You are viewing a plain text version of this content. The canonical link for it is here.
Posted to solr-user@lucene.apache.org by "Diego Ceccarelli (BLOOMBERG/ LONDON)" <dc...@bloomberg.net> on 2018/10/04 13:33:52 UTC

Re: solr and diversification

The use case is on ranking news, Joel. And yes, I have the feeling that it might improve relevance and in 2011/2012 there was a lot of work on this in academia..

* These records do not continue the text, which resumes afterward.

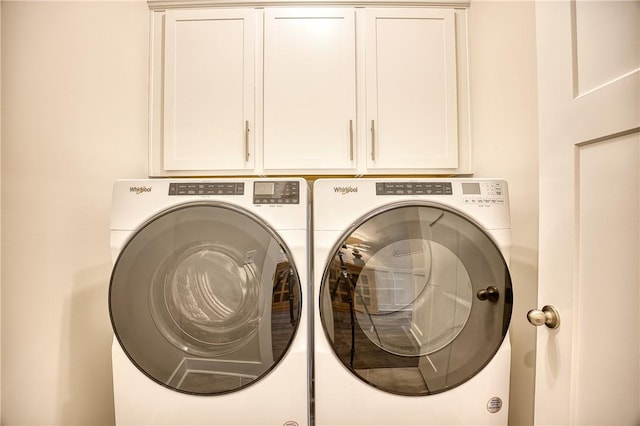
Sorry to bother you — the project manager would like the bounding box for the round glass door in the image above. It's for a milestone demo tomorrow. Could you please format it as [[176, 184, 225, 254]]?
[[109, 203, 301, 395], [320, 202, 513, 395]]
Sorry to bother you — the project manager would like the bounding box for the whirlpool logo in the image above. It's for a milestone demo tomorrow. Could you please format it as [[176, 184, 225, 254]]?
[[129, 186, 151, 195], [333, 186, 358, 195]]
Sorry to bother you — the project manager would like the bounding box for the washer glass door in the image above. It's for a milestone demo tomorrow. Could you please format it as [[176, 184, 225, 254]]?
[[320, 202, 513, 395], [109, 203, 301, 395]]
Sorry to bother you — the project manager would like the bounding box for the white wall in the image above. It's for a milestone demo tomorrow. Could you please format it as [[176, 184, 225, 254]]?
[[469, 1, 538, 425], [1, 1, 148, 425], [1, 0, 538, 425]]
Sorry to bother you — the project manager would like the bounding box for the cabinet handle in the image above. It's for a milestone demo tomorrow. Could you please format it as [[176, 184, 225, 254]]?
[[244, 120, 249, 161], [371, 120, 376, 161], [349, 120, 353, 161]]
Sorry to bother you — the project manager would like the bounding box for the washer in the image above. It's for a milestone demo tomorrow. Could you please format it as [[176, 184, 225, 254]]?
[[313, 178, 513, 425], [109, 178, 310, 425]]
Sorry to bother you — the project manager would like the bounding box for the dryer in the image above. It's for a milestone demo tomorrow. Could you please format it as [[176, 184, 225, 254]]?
[[313, 178, 513, 425], [109, 178, 310, 426]]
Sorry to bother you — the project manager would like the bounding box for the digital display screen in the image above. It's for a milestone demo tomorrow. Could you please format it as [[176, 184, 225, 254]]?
[[253, 182, 275, 195], [462, 182, 481, 195]]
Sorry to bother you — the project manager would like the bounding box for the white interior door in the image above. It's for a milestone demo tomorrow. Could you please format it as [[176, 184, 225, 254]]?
[[535, 0, 640, 425]]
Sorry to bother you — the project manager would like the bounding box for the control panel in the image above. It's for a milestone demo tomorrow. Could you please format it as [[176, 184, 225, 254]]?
[[169, 182, 244, 195], [376, 182, 453, 195], [253, 181, 300, 204], [462, 181, 505, 206]]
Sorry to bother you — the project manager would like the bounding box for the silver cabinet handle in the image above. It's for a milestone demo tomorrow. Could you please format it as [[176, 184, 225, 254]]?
[[244, 120, 249, 161], [527, 305, 560, 328], [349, 120, 353, 161], [371, 120, 376, 161]]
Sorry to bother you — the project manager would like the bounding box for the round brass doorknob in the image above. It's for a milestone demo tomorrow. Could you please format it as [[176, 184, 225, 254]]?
[[527, 305, 560, 328]]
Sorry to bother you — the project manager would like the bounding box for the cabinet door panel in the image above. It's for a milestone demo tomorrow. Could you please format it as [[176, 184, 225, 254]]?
[[163, 10, 255, 170], [365, 9, 458, 169], [263, 8, 356, 172]]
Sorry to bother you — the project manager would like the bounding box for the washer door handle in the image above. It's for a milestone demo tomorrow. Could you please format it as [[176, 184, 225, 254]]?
[[476, 285, 500, 302], [527, 305, 560, 328]]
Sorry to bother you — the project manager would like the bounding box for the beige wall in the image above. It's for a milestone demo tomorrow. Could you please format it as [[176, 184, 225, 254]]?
[[1, 1, 148, 425], [469, 1, 538, 425], [0, 0, 538, 425]]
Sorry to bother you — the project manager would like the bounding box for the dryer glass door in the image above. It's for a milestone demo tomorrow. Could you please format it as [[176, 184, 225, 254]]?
[[320, 203, 513, 395], [109, 203, 301, 395]]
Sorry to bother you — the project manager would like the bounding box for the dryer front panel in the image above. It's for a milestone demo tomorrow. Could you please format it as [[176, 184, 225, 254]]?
[[319, 201, 513, 395], [109, 202, 301, 395]]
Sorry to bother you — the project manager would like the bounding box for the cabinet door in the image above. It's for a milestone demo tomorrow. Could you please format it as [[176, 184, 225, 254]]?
[[365, 8, 458, 170], [162, 9, 255, 173], [263, 8, 356, 173]]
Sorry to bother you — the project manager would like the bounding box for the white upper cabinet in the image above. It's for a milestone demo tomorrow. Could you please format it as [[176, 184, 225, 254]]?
[[262, 8, 356, 173], [364, 8, 458, 171], [151, 9, 256, 175], [149, 0, 473, 176]]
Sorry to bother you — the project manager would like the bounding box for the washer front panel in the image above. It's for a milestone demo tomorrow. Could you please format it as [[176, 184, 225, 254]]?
[[109, 203, 302, 395], [319, 202, 513, 395]]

Thanks Tim, I'll check out MMR. 

From: solr-user@lucene.apache.org At: 09/28/18 20:24:44To:  solr-user@lucene.apache.org
Subject: Re: solr and diversification

Interesting, I had not heard of MMR.


Joel Bernstein
http://joelsolr.blogspot.com/


On Fri, Sep 28, 2018 at 10:43 AM Tim Allison <ta...@apache.org> wrote:

> If you haven’t already, might want to check out maximal marginal
> relevance...original paper: Carbonell and Goldstein.
>
> On Thu, Sep 27, 2018 at 7:29 PM Joel Bernstein <jo...@gmail.com> wrote:
>
> > Yeah, I think your plan sounds fine.
> >
> > Do you have a specific use case for diversity of results. I've been
> > wondering if diversity of results would provide better perceived
> relevance.
> >
> > Joel Bernstein
> > http://joelsolr.blogspot.com/
> >
> >
> > On Thu, Sep 27, 2018 at 1:39 PM Diego Ceccarelli (BLOOMBERG/ LONDON) <
> > dceccarelli4@bloomberg.net> wrote:
> >
> > > Yeah, I think Kmeans might be a way to implement the "top 3 stories
> that
> > > are more distant", but you can also have a more naïve (and faster)
> > strategy
> > > like
> > >  - sending a threshold
> > >  - scan the documents according to the relevance score
> > >  - select the top documents that have diversity > threshold.
> > >
> > > I would allow to define the strategy and select it from the request.
> > >
> > > From: solr-user@lucene.apache.org At: 09/27/18 18:25:43To:  Diego
> > > Ceccarelli (BLOOMBERG/ LONDON ) ,  solr-user@lucene.apache.org
> > > Subject: Re: solr and diversification
> > >
> > > I've thought about this problem a little bit. What I was considering
> was
> > > using Kmeans clustering to cluster the top 50 docs, then pulling the
> top
> > > scoring doc form each cluster as the top documents. This should be fast
> > and
> > > effective at getting diversity.
> > >
> > >
> > > Joel Bernstein
> > > http://joelsolr.blogspot.com/
> > >
> > >
> > > On Thu, Sep 27, 2018 at 1:20 PM Diego Ceccarelli (BLOOMBERG/ LONDON) <
> > > dceccarelli4@bloomberg.net> wrote:
> > >
> > > > Hi,
> > > >
> > > > I'm considering to write a component for diversifying the results. I
> > know
> > > > that diversification can be achieved by using grouping but I'm
> thinking
> > > > about something different and query biased.
> > > > The idea is to have something that gets applied after the normal
> > > retrieval
> > > > and selects the top k documents more diverse based on some distance
> > > metric:
> > > >
> > > > Example:
> > > > imagine that you are asking for 10 rows, and you set diversify.rows=3
> > > > diversity.metric=tfidf  diversify.field=body
> > > >
> > > > Solr might retrieve the the top 10 rows as usual, extract tfidf
> vectors
> > > > for the bodies and select the top 3 stories that are more distant
> > > according
> > > > to the cosine similarity.
> > > > This would be different from grouping because documents will be
> > > > 'collapsed' or not based on the subset of documents retrieved for the
> > > > query.
> > > > Do you think it would make sense to have it as a component?  any
> > feedback
> > > > / idea?
> > > >
> > > >
> > > >
> > >
> > >
> > >
> >
>